Understand How Color Works in Photoshop
Computers know nothing about images, or tone, color, truth, beauty, or art. They're just very complicated adding machines that crunch numbers. Every piece of data we store on a computer is comprised of numbers. All the commands we send to the computer are translated into numbers. Even this text that I'm typing is made up of numbers.
Fortunately, you don't have to learn hexadecimal or binary math to use Photoshop—we're living math-challenged proof of that—but if you want to put Photoshop under your control, rather than flailing around and occasionally getting good results by happy accident, you do need to understand the basic concepts that Photoshop and other image editors use to represent photographs using numbers.
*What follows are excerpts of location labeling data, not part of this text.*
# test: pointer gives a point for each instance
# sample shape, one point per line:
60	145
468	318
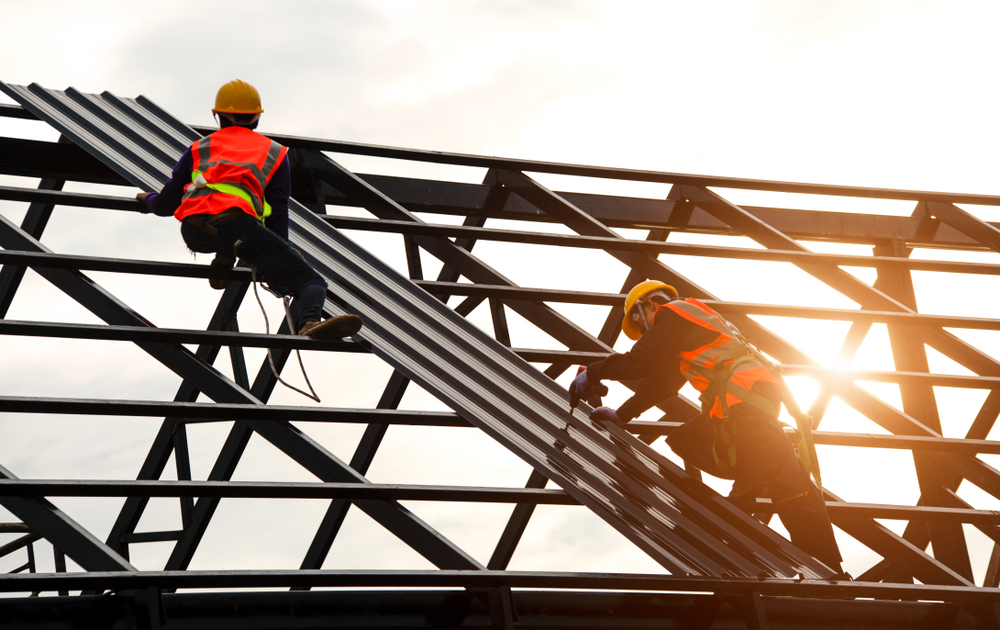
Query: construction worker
230	192
737	435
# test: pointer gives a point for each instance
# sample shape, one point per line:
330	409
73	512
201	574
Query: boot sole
336	327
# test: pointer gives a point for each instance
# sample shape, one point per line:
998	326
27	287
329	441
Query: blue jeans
271	255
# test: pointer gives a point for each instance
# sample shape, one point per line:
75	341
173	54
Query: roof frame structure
664	510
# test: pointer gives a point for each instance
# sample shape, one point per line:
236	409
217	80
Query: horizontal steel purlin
137	334
491	579
214	412
655	247
279	490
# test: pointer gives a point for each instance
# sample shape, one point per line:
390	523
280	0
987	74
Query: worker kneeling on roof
230	191
737	435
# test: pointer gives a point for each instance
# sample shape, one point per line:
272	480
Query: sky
868	93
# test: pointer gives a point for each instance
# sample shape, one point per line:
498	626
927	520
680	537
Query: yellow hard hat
237	97
639	291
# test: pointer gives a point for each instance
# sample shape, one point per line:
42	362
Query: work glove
583	389
604	414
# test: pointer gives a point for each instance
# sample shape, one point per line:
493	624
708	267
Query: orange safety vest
724	371
232	167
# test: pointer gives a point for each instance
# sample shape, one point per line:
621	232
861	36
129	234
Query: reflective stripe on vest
724	372
221	171
724	355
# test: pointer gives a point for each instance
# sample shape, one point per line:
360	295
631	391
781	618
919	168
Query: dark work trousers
764	456
271	255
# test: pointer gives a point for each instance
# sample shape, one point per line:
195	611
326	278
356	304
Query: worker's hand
578	388
583	389
606	414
We'll keep it simple and equation-free (the computer does the math for you), but unless you like heavily pixellated output and wildly unpredictable color shifts, you really want to understand the essential lessons about images that we lay out in this chapter.
Pixels and Paths
When you get down to the nitty-gritty, there are essentially two ways to make computers display pictures. In Photoshop terminology, the distinction is between pixels and paths. Other terms you may hear are "raster" (rasters are rows or lines, not reggae) and "vector." We call the stuff made up of pixels "images" and the stuff made of vectors "artwork."
Images are simply collections of dots (we call them pixels or sample points) laid out in a big grid. The pixels can be different colors, and the number of pixels can vary. No matter what the picture is—whether it's a modernist painting of a giraffe or a photograph of your mother—it's always described using lots of pixels. This is the only way to represent the fine detail and subtle gradations of photorealistic images.
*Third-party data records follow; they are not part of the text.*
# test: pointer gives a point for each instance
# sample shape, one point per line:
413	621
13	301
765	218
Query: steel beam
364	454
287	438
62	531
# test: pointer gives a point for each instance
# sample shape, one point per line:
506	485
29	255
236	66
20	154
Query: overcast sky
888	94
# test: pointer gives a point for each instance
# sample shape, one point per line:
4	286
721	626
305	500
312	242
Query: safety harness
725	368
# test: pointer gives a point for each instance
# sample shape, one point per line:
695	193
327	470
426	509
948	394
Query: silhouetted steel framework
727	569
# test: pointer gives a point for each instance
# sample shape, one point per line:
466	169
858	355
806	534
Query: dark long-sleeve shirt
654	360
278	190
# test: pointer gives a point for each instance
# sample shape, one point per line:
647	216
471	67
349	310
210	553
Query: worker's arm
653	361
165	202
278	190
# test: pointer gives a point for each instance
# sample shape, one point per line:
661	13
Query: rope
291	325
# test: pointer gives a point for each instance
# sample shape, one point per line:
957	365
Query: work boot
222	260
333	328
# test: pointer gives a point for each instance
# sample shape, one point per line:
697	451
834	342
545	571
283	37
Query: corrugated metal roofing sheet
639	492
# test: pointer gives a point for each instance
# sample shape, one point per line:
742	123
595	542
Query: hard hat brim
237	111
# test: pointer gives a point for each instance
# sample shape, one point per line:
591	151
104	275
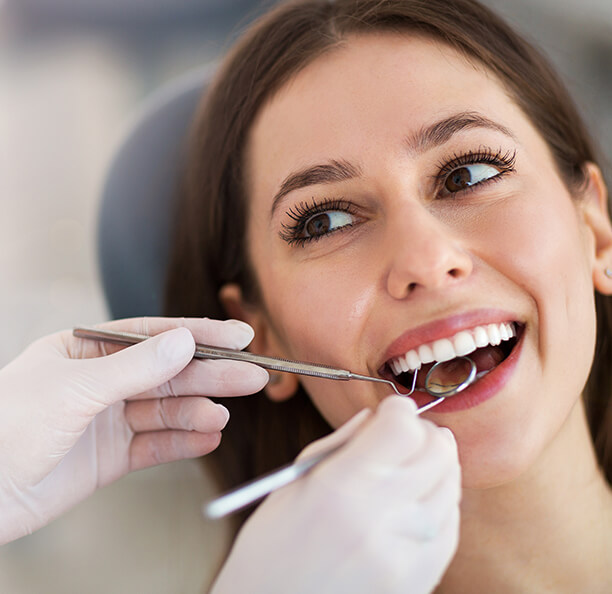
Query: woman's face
398	198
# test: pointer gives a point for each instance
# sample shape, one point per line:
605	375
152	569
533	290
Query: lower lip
479	392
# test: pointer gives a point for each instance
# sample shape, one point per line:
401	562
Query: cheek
318	311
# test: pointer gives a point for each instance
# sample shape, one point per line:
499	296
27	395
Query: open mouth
488	346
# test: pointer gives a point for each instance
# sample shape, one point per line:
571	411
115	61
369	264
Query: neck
548	531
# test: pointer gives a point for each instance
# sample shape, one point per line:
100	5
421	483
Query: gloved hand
380	515
73	420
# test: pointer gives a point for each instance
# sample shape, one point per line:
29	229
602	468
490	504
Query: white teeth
481	337
425	354
464	343
460	344
413	360
443	350
494	334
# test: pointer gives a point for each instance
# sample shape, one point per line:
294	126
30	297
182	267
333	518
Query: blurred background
72	75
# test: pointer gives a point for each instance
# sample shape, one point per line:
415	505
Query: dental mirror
444	379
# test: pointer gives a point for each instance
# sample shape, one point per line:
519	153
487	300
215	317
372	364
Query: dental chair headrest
136	203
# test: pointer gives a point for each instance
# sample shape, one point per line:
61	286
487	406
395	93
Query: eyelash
301	213
484	156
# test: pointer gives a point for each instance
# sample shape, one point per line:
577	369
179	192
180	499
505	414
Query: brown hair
210	245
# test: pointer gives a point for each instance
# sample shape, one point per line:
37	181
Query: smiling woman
383	185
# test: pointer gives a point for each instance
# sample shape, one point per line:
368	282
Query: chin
499	463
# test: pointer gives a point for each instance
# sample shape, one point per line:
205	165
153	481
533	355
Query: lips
489	345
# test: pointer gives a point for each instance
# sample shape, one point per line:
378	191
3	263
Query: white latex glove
66	427
380	515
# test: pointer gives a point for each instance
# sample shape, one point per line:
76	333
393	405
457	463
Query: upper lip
443	328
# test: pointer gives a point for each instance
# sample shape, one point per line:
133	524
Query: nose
424	254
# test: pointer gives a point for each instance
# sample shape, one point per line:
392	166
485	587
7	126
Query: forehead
361	95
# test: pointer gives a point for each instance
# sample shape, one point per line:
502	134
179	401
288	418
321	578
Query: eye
326	222
467	176
315	220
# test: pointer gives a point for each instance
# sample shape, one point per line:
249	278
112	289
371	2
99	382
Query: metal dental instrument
209	352
444	379
462	368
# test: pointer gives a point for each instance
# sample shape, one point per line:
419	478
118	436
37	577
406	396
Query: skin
414	256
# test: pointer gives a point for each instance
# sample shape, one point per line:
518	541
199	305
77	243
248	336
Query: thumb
140	367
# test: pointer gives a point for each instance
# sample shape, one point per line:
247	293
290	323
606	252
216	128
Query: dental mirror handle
203	351
257	489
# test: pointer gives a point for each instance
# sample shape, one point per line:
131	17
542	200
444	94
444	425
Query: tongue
486	358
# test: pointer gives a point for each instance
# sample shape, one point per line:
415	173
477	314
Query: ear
597	219
281	386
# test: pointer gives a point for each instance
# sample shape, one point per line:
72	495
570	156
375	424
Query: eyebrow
423	140
436	134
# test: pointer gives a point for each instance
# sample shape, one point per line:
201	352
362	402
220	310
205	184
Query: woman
375	183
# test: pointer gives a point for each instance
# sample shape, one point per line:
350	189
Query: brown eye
317	225
467	176
327	222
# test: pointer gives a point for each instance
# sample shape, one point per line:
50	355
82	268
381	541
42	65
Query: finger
159	447
392	437
133	370
186	414
213	378
419	478
232	334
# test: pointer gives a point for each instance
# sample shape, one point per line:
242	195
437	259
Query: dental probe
257	489
209	352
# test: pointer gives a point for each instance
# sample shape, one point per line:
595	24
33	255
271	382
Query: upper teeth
460	344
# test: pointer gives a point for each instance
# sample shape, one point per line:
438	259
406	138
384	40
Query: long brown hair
210	250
Just about every image comes from one of three sources: capture devices (such as scanners, digital cameras, or video cameras), painting and image-editing programs (such as Photoshop), or screen-capture programs (like Snapz Pro, the operating system, and a host of others). If you create a document with any of these tools, it's an image.
Vector artwork, also known as object-oriented graphics, is both more complex and more simple than a pixel-based image. On the one hand, instead of describing a rectangle with thousands (or millions) of dots, vector graphics just say, "Draw a rectangle this big and put it here." Clearly, this is a much more efficient and space-saving method for describing some kinds of art. Vector graphics can include many different types of objects, including lines, boxes, circles, curves, polygons, and text blocks. And all those items can have a variety of attributes—line weight, type formatting, fill color, graduated fills, and so on.
To use an analogy, vector graphics are like directions saying, "Go three blocks down the street, turn left at the 7-11, and go another five blocks," while pixel-based images are more like saying, "Take a step. Now take another step. And another...." At its core, Photoshop is a tool for working with pixels, but each iteration has offered more support for incorporating vector elements that retain their object-oriented characteristics, such as shapes or type, and you can also use vector elements as selections and masks on pixel-based images.
Outside Photoshop, vector graphics come from two primary sources: drawing programs (such as Adobe Illustrator), and computer-aided design (CAD) programs. You might also get vector artwork from other programs, such as a program that makes graphs.
Crossing the line
The distinction between images and artwork occasionally gets fuzzy, because vector artwork can include pixel-based images as objects in their own right. For instance, you can put a digital camera capture into an Adobe Illustrator illustration. The image acts like an object on the page, much like a rectangle or oval. You can rotate it, warp it, and scale it, but you can't go into the image and change the pixels.
A vector artwork file may include a pixel-based image as its only object. In this situation, the file is an image that you can open for editing in a painting or pixel-editing application. Photoshop's PDF (Portable Document Format) files are good examples of this. While PDF is typically a vector file format, you can create a pixel-only PDF in Photoshop.
Just to round out the confusion, Photoshop lets you include vector elements in pixel-based images, either as stand-alone objects (like text) or as clipping paths. A clipping path in an image is invisible; it acts as a cookie cutter, allowing you to produce irregularly shaped images such as the silhouetted product shots you often see in ads (see "Clipping Paths" in Chapter 12, Essential Image Techniques).